Sudan’s Bashir says tensions with South could ‘possibly’ lead to war

نشر في:

Sudan is closer to war than peace with the breakaway state of South Sudan, President Omar al-Bashir said on national television on Friday.

“The climate now is closer to a climate of war than one of peace,” Bashir said.

He spoke after South Sudanese President Salva Kiir warned on Thursday that renewed conflict could erupt if bitter oil negotiations with Khartoum do not include a deal on other key issues, including the contested Abyei region, according to AFP.

Asked in an interview with state television whether war could break out with Juba, Bashir said: “There is a possibility.”

He said Sudan wanted peace but added: “We will go to war if we are forced to go to war.”

Sudan is locked in a row with South Sudan over sharing oil revenues after the South took away three-quarters of the oil production when it became independent in July under a 2005 peace agreement that ended decades of civil war.

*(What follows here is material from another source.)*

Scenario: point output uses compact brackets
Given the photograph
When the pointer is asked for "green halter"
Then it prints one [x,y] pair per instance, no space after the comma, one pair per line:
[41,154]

The landlocked new African nation needs to export its crude through a Sudanese port and pipelines but both sides have failed to reach a deal, prompting Khartoum to seize some southern oil as compensation for what it calls unpaid fees.

Bashir accused Juba of having shut down oil production to provoke a collapse of the Sudanese government, according to Reuters.

He also said his southern counterpart Salva Kirr had refused to reach a deal about oil payments at a meeting last week on the sidelines of the African Union in Addis Ababa.

“They (the South) didn’t sign and they will not sign,” Bashir said, adding that Khartoum was entitled to 74,000 barrels of day of southern oil. “This is our right,” he said.

The crisis between the two nations has become a major threat to regional peace and security, United Nations chief Ban Ki-moon had said.

Khartoum admits to confiscating 1.7 million barrels of South Sudanese crude since vowing in November to take 23 percent of southern oil exports as payment in kind during the fee dispute.

The South calls this “theft.”

“We will continue taking our rights in kind until we reach agreement,” Bashir said.

When South Sudan separated, it took with it three-quarters of the country's total oil production of 470,000 barrels per day.

But landlocked and grossly underdeveloped South Sudan can only ship its oil through the north, leaving the two countries disputing how much Juba should pay for pumping its crude through the pipeline and Red Sea marine terminal.

The South depends on oil for more than 90 percent of its revenues, while Khartoum’s finance minister said late last year that the loss of oil from the South left a budget shortfall of 30 percent.

Since then, Sudan has witnessed spiraling inflation -- which the government sees reaching 17 percent this year -- and the sharp devaluation of the Sudanese pound.

At the same time, crippling debts of almost $40 billion and U.S. economic sanctions, which have banned virtually all trade with Sudan since 1997, choke its access to external financing.

In South Kordofan and Blue Nile States, along the contested border with South Sudan, the regime has for several months been fighting ethnic minority insurgents who fought alongside the former rebels now ruling in Juba.